According to [41] the presence of biogenic amines in food is doubly important, first because the intake of products with high concentration of biogenic amines may cause significant toxicological and physiological effects to human health and second, because they may be used as quality indicators in certain foods. These authors also mention that the food industry is interested in reducing their levels in fish, because in addition to being linked to health and quality standards, they cause consumer rejection. They also state that biogenic amines can be used as quality control indices, because they vary during food preparation and storage, starting with low concentrations in the fresh product and increasing during storage associated to bacterial growth.

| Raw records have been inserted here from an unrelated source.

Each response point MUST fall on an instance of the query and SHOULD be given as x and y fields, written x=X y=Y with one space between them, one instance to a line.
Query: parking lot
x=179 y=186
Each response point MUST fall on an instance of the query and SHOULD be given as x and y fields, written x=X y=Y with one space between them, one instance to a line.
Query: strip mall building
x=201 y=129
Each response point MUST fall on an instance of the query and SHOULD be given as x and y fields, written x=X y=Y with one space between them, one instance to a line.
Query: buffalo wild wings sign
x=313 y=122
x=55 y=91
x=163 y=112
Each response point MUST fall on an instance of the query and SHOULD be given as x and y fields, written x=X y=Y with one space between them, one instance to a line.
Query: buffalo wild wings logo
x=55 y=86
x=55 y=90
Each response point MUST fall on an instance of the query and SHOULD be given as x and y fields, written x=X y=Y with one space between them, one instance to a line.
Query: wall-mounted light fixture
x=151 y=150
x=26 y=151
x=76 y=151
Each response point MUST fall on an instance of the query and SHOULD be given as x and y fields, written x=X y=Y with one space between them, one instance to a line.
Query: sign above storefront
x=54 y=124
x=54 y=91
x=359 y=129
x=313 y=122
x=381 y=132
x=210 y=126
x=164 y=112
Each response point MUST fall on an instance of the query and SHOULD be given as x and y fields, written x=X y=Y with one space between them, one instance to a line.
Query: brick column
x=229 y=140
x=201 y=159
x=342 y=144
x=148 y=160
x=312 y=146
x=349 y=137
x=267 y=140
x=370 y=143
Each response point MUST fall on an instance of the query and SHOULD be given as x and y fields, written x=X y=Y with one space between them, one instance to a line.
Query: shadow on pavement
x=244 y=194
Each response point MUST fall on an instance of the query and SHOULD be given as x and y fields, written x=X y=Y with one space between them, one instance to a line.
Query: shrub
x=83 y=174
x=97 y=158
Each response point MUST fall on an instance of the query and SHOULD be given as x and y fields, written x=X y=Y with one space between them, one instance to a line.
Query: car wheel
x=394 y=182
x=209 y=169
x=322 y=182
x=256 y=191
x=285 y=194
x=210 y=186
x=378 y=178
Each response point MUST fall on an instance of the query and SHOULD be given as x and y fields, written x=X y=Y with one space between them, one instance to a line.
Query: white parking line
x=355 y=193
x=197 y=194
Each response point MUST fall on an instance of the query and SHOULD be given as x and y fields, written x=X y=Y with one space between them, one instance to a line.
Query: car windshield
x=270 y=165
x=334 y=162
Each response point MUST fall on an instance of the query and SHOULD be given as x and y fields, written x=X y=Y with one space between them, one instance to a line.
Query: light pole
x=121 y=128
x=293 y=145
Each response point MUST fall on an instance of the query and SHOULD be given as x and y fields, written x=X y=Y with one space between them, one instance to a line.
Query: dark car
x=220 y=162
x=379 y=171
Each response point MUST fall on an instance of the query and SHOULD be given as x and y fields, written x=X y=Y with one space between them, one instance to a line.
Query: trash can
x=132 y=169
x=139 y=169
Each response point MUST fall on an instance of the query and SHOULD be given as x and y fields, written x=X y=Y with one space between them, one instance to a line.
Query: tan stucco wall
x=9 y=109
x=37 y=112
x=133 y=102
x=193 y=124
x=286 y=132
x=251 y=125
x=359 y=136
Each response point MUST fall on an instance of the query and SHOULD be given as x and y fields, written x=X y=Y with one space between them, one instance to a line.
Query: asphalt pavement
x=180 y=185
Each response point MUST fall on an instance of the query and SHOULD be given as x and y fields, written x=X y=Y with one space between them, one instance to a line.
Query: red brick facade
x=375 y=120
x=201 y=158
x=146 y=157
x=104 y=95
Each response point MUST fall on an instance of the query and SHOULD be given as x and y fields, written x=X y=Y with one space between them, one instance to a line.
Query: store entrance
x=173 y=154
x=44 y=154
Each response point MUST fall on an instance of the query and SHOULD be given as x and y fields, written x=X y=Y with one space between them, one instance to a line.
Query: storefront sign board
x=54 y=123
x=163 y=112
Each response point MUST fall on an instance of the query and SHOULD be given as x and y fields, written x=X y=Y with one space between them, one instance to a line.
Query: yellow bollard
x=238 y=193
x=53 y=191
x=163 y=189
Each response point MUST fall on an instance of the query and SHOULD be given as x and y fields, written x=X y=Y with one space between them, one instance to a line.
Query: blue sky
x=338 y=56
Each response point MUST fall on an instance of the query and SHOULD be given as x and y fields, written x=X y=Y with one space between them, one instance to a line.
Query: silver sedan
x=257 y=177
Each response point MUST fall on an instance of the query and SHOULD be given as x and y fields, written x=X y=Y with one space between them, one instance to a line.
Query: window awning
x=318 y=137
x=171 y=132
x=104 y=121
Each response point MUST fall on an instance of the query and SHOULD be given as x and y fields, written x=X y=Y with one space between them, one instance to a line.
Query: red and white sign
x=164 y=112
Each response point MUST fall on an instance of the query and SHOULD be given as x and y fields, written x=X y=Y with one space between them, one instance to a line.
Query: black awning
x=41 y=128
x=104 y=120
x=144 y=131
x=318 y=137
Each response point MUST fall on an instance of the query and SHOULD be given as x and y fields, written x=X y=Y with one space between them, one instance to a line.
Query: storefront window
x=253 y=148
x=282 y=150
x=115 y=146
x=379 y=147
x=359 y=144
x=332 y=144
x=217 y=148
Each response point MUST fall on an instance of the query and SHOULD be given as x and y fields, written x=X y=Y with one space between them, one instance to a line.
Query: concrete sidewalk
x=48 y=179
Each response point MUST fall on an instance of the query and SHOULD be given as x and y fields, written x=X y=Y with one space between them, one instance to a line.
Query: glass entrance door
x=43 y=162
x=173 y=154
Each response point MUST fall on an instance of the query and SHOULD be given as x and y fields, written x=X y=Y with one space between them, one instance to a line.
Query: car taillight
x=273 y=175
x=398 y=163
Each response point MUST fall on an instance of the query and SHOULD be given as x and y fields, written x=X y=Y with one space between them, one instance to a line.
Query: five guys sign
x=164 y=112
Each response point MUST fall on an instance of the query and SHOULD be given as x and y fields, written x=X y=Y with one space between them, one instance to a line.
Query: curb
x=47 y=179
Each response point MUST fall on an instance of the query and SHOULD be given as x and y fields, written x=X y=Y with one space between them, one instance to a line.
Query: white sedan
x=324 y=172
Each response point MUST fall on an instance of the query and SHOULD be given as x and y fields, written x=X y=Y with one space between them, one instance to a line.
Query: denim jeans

When the biogenic amine overall concentration was analyzed it was observed that the T3 samples after 60 days of storage and T5, independent of the storage time, presented the highest values. Soy protein addition in those treatments (T3 and T5) seems to have influenced the presence of these amines. According to [56] , the amines present in higher concentration in soybeans are putrescine, cadaverine, agmatine, spermine and spermidine, because arginine, lysine, proline and tyrosine amino acids which are the precursors of the above mentioned biogenic amines are present in the composition of the soy protein.

In addition, in T5 there was replacement of 25% sodium chloride by potassium chloride. According to [57] some ingredients and additives have been used to increase the technological properties and/or sensory attributes during production or in the final product, however in some cases they can also act as inhibitors of bacterial growth, which is one of the conditions to form biogenic amines. The author also mentions that ingredients such as salt (NaCl) reduce the bacterial growth that interferes in the endogenous and exogenous proteolytic enzyme activity, inhibiting the formation of free amino acids and consequently reducing the formation of biogenic amines. In this manner, it seems that the replacement of 25% sodium chloride by potassium chloride may have influenced the overall amine values in T5.

4. Conclusions

The addition of transglutaminase (MTG), textured soy protein (TSP) and partial replacement of sodium chloride by potassium chloride in the product caused no significant changes during the period of storage in most parameters evaluated, only in some biogenic amines.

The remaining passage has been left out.